Primarily, attacks against AI models are categorized along three axes — influence on the classifier, the security violation, and their specificity — which can be further sub-categorized as “white box” or “black box.” In white-box attacks, the attacker has access to the model’s parameters such as weights and biases, while in black-box attacks, the attacker has no access to these parameters.
An attack can influence the classifier — i.e., the model — by disrupting the model as it makes predictions, while a security violation involves supplying malicious data that gets classified as legitimate. A targeted attack attempts to allow a specific intrusion or disruption, or alternatively to create general mayhem.
Evasion attacks are the most prevalent type of attack, where data are modified to evade detection or to be classified as legitimate. Evasion doesn’t involve influence over the data used to train a model, but it is comparable to the way spammers and hackers obfuscate the content of spam emails and malware. An example of evasion is image-based spam in which spam content is embedded within an attached image to evade analysis by anti-spam models. Another example is spoofing attacks against AI-powered biometric verification systems.

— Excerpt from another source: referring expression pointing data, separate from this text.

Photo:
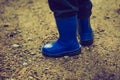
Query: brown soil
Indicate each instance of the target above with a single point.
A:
(25, 25)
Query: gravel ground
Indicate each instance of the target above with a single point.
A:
(25, 25)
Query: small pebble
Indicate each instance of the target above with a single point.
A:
(16, 46)
(25, 63)
(32, 53)
(66, 57)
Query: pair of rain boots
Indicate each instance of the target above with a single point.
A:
(67, 43)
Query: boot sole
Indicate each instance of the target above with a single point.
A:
(69, 53)
(87, 43)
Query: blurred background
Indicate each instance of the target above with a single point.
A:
(25, 25)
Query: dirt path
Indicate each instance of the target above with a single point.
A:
(25, 25)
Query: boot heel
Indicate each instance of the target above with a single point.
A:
(77, 52)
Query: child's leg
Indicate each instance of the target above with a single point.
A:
(85, 30)
(65, 12)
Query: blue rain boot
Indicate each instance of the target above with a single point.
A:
(67, 44)
(85, 32)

Poisoning, another attack type, is “adversarial contamination” of data. Machine learning systems are often retrained using data collected while they’re in operation, and an attacker can poison this data by injecting malicious samples that subsequently disrupt the retraining process. An adversary might input data during the training phase that’s falsely labeled as harmless when it’s actually malicious.

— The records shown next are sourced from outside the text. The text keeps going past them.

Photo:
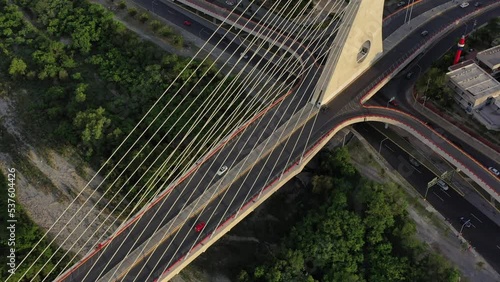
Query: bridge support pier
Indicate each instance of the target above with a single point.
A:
(357, 45)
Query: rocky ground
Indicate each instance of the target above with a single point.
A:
(218, 263)
(48, 183)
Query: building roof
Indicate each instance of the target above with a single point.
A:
(475, 80)
(490, 57)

Meanwhile, model stealing, also called model extraction, involves an adversary probing a “black box” machine learning system in order to either reconstruct the model or extract the data that it was trained on. This can cause issues when either the training data or the model itself is sensitive and confidential. For example, model stealing could be used to extract a proprietary stock-trading model, which the adversary could then use for their financial gain.
These are the different attacks possible for fooling the neural networks, thus forcing us to think of ways to evade or protect from these blunders. So far, researchers and AI experts have been able to figure out a few approaches to minimize the attacks but that is beyond the scope of this article. Hence, the aforementioned question remains: are we safe in the hands of these self-driving cars?